PSD3 and PSR are intended to address issues identified under the second Payment Services Directive (PSD2) – particularly regulatory divergence, persistent payment fraud, and challenges for innovative non-bank market entrants. The new regime aims to achieve this by further harmonising rules, enhancing consumer protection and reducing fraud, and fostering competition and innovation.
As trilogue negotiations approach, we take a look at some key amendments proposed by the Council in comparison to the Parliament’s position.
Key changes proposed by the Council
The Council does not suggest a complete overhaul of the Commission’s PSD3/PSR proposals but rather various nuanced changes. In the following, we highlight amendments in some selected areas that may be relevant for market participants: licensing requirements and the scope of exemptions, the interplay between payment and crypto-asset service regulation, safeguarding mechanics, open banking, the combatting of fraud and liability, requirements for electronic communications service providers, fees, strong customer authentication, and supervision and enforcement.
1. Licensing requirements and exemptions
Regarding the authorisation process for obtaining a payment institution license, the positions of the Parliament and Council are broadly aligned. The same is true for the exemptions from the licensing requirement.
However, in this area, the Council introduces new exclusions in relation to crypto-asset services (see for further details below in section 2). Additional exclusions are further proposed for cash-related services such as the professional physical transport of banknotes and coins including their collecting, processing and delivery or the cash-to-cash currency exchange operations where funds are not held on a payment account.
Moreover, the Council helpfully refines the agent exemption by clarifying that the agent must have “real scope” for negotiation, and not the payer or payee, and that the agent must be in the possession of funds which did not seem to be a prerequisite according to the Parliament. Furthermore, the definition of agent no longer refers to the definition in the EU Commercial Agents Directive (Directive 86/653/EC), allowing for a more flexible interpretation of the exemption.

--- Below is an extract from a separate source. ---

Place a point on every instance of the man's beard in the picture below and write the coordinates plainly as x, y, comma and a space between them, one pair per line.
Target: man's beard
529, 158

On the limited network exemption, the Council adds that ‘premises’ also include online stores and not only physical premises resulting in a broader application of the exemption. It is also noteworthy in this context that the notification requirement to national competent authorities (NCAs), which is currently mandatory where the total value of payment transactions exceeds EUR 1 million, shall become optional and up to the Member State’s discretion according to the Council.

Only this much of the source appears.